業務上の傷病に対する休職の適用

業務上の傷病に対する休職の適用

従業員が業務で負傷をして長期間休むことになった場合は、就業規則の休職の規定を適用して、休職期間の満了によって退職としても良いでしょうか?

私傷病の場合は、休職期間の満了によって退職とすることは可能ですが、業務上の傷病の場合は、そのような取扱いはできません。

労働基準法によって、次のように規定されています。

「使用者は、労働者が業務上負傷し、又は疾病にかかり療養のために休業する期間及びその後30日間・・・は、解雇してはならない。・・・」

解雇制限と呼ばれる規定で、業務上の傷病で休業する期間と復帰して30日間は解雇が禁止されています。

業務上の傷病については、従業員の不注意が原因で生じた事故であったとしても、会社に責任があると考えられていますので、雇用を継続して責任を全うすることが求められます。

一方、私傷病については、会社に責任はありません。

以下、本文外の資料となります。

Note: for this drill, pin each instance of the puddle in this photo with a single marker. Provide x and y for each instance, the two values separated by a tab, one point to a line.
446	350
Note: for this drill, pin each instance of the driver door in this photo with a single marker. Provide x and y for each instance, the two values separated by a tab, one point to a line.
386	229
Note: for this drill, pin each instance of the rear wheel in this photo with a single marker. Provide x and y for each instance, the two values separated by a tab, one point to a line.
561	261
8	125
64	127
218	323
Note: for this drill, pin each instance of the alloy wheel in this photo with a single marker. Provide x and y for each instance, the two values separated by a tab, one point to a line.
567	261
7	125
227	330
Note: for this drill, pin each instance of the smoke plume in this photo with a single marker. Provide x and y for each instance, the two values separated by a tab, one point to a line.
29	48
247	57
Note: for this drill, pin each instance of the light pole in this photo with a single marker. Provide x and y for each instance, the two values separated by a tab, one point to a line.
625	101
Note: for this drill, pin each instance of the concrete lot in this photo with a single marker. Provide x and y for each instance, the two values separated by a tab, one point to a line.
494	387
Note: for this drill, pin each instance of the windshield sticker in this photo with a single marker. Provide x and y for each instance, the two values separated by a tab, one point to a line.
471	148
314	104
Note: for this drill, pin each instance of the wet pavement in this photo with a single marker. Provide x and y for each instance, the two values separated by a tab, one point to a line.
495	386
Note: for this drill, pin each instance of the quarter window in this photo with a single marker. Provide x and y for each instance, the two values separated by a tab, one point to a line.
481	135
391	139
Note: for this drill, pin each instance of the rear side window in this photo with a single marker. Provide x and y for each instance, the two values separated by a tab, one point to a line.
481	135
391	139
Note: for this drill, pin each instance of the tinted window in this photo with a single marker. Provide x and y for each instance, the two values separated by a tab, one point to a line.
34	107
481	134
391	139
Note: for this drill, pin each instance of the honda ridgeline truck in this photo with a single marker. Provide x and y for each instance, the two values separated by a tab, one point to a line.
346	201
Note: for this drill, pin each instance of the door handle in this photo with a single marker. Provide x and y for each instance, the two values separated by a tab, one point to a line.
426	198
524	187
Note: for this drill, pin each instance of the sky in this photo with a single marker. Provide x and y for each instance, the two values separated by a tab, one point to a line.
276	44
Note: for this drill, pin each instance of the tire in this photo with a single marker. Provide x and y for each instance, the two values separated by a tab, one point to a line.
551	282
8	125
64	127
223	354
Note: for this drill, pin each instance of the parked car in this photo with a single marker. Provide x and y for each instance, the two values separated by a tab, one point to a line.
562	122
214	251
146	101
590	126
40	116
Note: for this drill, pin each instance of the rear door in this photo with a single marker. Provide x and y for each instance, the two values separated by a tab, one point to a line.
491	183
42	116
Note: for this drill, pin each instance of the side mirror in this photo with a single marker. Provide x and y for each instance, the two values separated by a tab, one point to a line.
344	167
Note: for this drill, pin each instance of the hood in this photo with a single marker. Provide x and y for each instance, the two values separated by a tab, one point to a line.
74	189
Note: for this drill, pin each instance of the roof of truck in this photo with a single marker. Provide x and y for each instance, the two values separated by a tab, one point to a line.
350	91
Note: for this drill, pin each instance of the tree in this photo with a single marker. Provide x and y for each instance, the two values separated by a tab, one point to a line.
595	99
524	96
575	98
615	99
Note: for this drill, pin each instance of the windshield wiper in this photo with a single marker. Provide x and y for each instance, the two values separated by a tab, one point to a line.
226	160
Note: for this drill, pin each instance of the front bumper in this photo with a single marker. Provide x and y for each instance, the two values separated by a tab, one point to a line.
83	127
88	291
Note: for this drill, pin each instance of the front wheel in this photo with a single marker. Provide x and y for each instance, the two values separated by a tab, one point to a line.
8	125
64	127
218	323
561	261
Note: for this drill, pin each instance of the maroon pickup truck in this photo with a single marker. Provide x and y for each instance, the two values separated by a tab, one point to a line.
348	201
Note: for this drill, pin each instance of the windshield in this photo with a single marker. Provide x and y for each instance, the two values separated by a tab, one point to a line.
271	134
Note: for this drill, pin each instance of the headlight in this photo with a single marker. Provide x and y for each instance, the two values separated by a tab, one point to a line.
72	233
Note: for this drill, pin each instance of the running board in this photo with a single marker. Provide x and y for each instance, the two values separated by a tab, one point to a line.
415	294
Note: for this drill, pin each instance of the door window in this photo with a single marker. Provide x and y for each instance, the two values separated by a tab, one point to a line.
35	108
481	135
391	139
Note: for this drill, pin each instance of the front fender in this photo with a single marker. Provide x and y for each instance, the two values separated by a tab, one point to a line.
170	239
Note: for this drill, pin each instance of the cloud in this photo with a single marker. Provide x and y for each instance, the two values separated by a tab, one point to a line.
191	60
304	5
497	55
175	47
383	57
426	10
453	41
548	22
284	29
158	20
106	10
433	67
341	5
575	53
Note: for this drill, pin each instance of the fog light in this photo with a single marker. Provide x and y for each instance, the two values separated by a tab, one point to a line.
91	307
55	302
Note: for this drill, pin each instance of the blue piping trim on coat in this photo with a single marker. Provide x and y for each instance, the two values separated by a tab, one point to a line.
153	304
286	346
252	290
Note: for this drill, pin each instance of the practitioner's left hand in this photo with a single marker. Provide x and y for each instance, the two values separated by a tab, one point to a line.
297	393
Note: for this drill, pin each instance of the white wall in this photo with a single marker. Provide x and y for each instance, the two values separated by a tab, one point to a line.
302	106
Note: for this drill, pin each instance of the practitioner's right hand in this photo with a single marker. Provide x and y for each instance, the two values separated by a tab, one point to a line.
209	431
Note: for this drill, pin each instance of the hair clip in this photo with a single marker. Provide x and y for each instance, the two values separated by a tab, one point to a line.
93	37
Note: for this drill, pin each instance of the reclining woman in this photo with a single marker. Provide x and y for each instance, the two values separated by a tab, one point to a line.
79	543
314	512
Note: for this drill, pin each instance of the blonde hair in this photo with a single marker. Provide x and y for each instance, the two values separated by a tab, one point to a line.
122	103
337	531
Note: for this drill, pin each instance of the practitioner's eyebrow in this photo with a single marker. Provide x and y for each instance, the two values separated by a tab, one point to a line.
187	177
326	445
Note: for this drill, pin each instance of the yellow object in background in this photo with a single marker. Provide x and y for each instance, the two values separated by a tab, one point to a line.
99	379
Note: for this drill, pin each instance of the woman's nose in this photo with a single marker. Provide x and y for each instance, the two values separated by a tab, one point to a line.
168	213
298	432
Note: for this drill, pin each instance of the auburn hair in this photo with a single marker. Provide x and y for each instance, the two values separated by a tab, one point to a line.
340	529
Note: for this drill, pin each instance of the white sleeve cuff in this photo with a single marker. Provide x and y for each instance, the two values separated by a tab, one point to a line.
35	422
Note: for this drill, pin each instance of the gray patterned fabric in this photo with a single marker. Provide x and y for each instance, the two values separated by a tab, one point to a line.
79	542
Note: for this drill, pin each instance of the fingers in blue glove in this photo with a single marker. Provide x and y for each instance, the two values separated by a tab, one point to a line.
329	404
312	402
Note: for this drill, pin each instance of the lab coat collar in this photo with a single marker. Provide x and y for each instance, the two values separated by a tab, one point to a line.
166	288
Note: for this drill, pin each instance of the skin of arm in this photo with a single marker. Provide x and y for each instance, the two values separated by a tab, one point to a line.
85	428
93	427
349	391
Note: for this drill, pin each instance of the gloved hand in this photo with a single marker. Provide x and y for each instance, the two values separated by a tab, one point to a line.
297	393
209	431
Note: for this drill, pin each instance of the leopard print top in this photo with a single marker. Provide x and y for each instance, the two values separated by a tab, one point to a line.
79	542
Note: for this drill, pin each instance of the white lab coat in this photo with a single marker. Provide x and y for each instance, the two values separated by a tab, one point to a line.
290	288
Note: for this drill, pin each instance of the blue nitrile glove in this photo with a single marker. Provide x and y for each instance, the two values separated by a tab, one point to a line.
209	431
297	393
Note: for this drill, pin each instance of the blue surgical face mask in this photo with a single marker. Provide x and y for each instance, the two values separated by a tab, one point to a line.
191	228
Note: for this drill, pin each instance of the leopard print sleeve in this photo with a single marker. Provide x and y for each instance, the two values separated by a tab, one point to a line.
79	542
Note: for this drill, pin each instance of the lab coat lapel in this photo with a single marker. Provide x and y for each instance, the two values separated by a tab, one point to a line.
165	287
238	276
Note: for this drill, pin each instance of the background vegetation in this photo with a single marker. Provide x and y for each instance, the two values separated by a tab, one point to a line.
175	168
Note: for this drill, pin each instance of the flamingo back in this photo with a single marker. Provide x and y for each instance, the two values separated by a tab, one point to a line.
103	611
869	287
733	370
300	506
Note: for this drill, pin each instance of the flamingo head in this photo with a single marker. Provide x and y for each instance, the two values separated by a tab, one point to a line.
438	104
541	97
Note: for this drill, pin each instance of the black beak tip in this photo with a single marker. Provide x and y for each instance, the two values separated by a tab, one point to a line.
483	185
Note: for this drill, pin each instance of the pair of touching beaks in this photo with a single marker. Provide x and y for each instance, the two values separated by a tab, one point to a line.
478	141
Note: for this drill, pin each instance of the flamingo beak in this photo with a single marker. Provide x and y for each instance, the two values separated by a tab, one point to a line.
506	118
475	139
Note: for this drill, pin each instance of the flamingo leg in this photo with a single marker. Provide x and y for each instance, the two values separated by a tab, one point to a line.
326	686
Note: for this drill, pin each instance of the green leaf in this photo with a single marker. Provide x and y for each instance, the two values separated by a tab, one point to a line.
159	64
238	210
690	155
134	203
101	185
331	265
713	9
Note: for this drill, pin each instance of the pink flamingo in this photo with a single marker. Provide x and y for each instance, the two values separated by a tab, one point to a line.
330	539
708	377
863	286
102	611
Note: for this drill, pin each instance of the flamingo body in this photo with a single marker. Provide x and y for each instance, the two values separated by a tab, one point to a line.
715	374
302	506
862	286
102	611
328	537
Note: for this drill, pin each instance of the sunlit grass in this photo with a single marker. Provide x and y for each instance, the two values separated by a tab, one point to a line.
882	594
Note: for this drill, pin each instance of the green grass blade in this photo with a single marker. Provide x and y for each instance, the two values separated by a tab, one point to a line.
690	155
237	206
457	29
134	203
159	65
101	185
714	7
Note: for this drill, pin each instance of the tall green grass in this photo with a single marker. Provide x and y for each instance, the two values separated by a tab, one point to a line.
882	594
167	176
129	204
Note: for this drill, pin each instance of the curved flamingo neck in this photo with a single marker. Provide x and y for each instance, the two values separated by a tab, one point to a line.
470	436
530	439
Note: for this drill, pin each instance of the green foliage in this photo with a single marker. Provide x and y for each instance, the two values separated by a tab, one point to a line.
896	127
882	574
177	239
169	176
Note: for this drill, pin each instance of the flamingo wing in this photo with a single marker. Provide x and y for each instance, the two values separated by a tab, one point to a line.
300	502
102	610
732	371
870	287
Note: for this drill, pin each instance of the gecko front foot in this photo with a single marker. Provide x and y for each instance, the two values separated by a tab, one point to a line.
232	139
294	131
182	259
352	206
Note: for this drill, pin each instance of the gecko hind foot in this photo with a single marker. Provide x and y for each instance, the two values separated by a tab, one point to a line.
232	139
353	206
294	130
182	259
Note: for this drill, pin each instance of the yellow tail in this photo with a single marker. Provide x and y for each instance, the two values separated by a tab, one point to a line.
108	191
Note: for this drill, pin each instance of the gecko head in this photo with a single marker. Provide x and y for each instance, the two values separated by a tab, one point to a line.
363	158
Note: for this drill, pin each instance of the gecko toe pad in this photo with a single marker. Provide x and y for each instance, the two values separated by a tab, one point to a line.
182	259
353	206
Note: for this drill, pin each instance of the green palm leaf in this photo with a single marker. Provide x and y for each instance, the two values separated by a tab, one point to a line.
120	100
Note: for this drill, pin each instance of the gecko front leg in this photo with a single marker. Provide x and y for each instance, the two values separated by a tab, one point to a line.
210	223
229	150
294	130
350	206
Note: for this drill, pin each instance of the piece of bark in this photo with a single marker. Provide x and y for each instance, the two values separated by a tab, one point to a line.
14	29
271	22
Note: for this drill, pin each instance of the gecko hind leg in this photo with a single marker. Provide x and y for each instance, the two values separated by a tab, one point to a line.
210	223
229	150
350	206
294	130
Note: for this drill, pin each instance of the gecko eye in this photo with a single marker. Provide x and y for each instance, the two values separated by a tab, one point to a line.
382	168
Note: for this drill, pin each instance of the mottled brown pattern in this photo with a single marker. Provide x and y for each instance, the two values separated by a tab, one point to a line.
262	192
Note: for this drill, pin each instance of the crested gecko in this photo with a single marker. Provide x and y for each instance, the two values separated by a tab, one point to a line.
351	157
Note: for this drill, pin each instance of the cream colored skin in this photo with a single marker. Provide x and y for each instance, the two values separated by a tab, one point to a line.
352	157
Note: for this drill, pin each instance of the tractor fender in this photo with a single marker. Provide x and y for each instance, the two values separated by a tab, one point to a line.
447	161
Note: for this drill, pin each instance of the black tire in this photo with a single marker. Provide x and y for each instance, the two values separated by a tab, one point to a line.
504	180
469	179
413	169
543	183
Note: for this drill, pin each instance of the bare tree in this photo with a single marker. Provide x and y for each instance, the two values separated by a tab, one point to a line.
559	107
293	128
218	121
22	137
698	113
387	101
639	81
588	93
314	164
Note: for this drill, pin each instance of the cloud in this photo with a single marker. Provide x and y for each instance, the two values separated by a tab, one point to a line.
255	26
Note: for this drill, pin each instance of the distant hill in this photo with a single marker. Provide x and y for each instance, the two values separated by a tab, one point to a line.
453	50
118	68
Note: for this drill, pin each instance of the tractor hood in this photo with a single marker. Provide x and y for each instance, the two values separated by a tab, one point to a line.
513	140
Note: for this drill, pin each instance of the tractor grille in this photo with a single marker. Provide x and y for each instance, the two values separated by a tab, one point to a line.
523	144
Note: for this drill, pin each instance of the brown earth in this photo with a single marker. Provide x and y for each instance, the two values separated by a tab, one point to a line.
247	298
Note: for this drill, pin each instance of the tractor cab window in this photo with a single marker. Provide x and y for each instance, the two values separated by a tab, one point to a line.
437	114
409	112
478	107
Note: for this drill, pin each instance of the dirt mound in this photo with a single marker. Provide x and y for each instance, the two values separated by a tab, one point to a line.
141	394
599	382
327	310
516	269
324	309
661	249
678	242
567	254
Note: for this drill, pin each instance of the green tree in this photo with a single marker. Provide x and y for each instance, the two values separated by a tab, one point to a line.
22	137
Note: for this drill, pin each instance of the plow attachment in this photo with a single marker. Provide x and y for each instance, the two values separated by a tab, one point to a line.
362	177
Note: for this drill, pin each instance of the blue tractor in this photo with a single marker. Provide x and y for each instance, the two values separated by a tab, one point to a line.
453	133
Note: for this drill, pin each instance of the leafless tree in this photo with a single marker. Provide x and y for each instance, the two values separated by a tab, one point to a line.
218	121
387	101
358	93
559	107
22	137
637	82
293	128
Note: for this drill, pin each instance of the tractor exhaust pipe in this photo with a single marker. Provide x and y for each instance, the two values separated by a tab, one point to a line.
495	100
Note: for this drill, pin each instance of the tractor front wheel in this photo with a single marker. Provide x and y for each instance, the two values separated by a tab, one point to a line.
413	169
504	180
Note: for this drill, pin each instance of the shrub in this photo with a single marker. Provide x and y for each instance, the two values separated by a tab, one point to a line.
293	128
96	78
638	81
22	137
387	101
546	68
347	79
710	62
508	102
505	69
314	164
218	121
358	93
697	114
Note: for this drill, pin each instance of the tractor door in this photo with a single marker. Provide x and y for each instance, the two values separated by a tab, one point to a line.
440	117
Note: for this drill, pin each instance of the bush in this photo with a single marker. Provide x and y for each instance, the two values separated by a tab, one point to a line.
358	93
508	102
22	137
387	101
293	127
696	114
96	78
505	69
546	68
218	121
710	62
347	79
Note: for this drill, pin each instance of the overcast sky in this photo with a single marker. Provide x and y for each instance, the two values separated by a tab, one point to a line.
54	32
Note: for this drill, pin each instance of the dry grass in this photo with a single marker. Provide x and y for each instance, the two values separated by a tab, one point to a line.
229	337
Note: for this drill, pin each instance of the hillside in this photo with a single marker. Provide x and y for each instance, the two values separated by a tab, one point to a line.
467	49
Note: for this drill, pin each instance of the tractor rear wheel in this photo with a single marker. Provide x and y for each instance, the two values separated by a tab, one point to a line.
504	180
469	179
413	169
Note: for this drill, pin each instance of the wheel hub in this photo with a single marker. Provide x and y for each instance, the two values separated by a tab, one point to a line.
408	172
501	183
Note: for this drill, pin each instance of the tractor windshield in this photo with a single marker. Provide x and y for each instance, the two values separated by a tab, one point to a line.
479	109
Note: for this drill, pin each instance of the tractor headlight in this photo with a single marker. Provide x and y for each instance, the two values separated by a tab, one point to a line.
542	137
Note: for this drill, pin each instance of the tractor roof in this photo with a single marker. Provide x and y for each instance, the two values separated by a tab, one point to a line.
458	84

従業員が私傷病で業務に従事できない場合は、会社は解雇できます。一般的な就業規則にも、解雇事由として規定されています。

しかし、実際には直ちに解雇はしないで、復帰の見込みを判定するために解雇を猶予する期間として、休職制度を設けている会社が多いです。従業員が私傷病で休業する場合は、就業規則に基づいて、休職を適用して、休職期間が満了しても復職できないときは、自動的に退職させることができます。

休職は解雇を猶予する制度で、業務上の傷病の場合は解雇が禁止されていることから、休職を適用することはできません。「解雇が禁止されている=雇用を継続する義務がある」と考えれば理解しやすいと思います。

ただし、期間を定めて雇用している従業員が、業務上の傷病で休業したまま契約期間が満了したときは、雇止めは認められます。

業務上の傷病で休業する前から、元々の雇用契約が一定期間で終了することが決まっていた場合は、それ以降の雇用が義務付けられることはありません。この場合は解雇には当たりません。なお、雇止めされた以降も、労災保険の休業補償給付等は継続して受けられます。